Принят был план Турана. Они подойдут к городу на безопасное расстояние. Может, они найдут воду вне города, а, возможно, и пищу. Если им не повезет, они дождутся ночи, и тогда Туран пойдет по городу и в сравнительной безопасности поищет воду и пищу. Идя вверх по оврагу, они достигли вершины хребта, с которого открывался прекрасный вид на ближайшую часть города. Здесь они стали наблюдать, скрываясь в ветвях большого дерева. Чек оставил своего рикора, чтобы тот меньше утомлялся. Первый же взгляд на город, который был теперь гораздо ближе, чем когда они открыли его существование, показал, что город обитаем. На многочисленных флагштоках висели знамена и вымпелы. У ворот двигались люди. Высокие белые стены охранялись часовыми. На крышах высоких зданий видны были женщины, проветривающие спальные меха и шкуры. Туран смотрел на это некоторое время в молчании.

– Я не знаю их, – сказал он наконец. – Я не могу сказать, что это за город. Но это древний город. Его люди не знают ни аэропланов, ни огнестрельного оружия.

– Откуда ты это знаешь? – спросила девушка.

– На крышах не видно причальных мачт. Простой взгляд на Гелиум обнаружил бы их сотни. А их укрепления предназначены для защиты от копий и стрел, а не от огнестрельного оружия. Это древние люди.

– Если они древние, возможно, они дружественны, – предположила девушка. – Разве, будучи детьми, мы не учили, что в прошлом Барсум населяла единая миролюбивая раса?

– Боюсь, что она не настолько древняя, – со смехом ответил Туран. – Прошло много веков с того времени, когда люди Барсума любили мир.
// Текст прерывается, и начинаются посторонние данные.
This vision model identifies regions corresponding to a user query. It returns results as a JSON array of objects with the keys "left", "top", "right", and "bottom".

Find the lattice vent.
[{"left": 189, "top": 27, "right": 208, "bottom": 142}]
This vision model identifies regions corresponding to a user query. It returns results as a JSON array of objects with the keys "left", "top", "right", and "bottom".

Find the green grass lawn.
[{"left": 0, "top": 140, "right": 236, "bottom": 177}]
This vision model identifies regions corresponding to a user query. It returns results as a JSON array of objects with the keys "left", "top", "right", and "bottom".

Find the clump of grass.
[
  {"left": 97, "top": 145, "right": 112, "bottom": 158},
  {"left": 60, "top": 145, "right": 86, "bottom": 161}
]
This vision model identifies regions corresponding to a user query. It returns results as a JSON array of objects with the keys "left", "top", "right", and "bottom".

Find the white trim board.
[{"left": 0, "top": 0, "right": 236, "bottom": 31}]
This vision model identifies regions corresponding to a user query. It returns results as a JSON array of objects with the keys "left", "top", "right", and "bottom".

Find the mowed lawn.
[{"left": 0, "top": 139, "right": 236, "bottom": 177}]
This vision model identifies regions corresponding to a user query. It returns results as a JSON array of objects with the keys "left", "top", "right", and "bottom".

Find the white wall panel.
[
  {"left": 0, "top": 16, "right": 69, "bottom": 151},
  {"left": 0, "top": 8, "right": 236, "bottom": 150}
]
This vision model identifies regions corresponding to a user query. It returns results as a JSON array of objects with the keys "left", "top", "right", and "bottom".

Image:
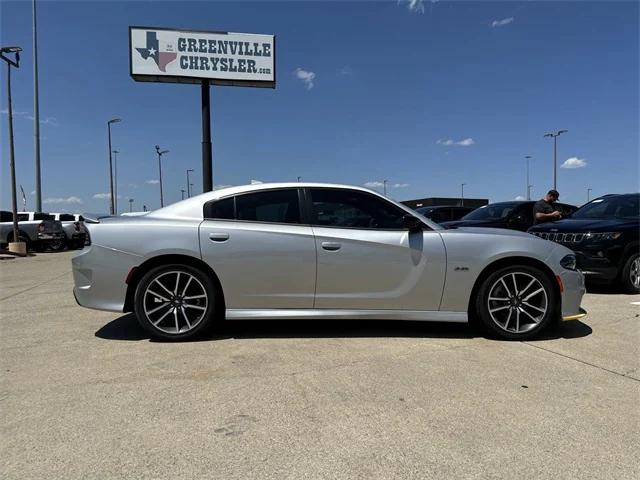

– Мой отец любит мир, – ответила девушка.

– Однако он все время воюет, – сказал мужчина. Она засмеялась.

– Но он говорит, что любит мир.

– Мы все любим мир, – согласился он, – но честный мир. А наши соседи не оставляют нас в мире, поэтому мы вынуждены сражаться.

– А чтобы сражаться хорошо, мужчина должен любить сражаться, – добавила она.

– А если любишь сражаться, то нужно же знать, как это делать, потому что человек стремится всегда лучше узнать дело, которое любит. Иначе другой человек сделает это дело лучше его… Поэтому войны будут всегда, и люди всегда будут сражаться, – заключил он. – И всегда люди с горячей кровью будут упражняться в искусстве войны.

– Мы обсуждаем важный вопрос, – сказала девушка с улыбкой. – Но наши животы все еще пусты.

– Твой воин помнит о своей обязанности, принцесса, – ответил Туран. – Но как может быть иначе, если лучшая награда всегда перед его глазами.

Она опять не поняла истинного смысла его слов.

– Я иду вниз, – продолжал он, – и отберу пищу и воду у древних.

– Нет! – воскликнула она, положа на его руку свою. – Погоди! Они убьют тебя или возьмут в плен. Ты храбрый и могучий воин, но ты не можешь победить в одиночку целый город.

Она улыбнулась ему, ее рука все еще лежала на его руке. Он почувствовал, как горячая кровь бежит по жилам. Он мог бы схватить ее в объятия и прижать к себе. Здесь был только калдан, Чек, но что-то более сильное, сильнее его самого, остановило воина. Кто может определить, что это было – рыцарское чувство, которое делает настоящего мужчину защитником женщины?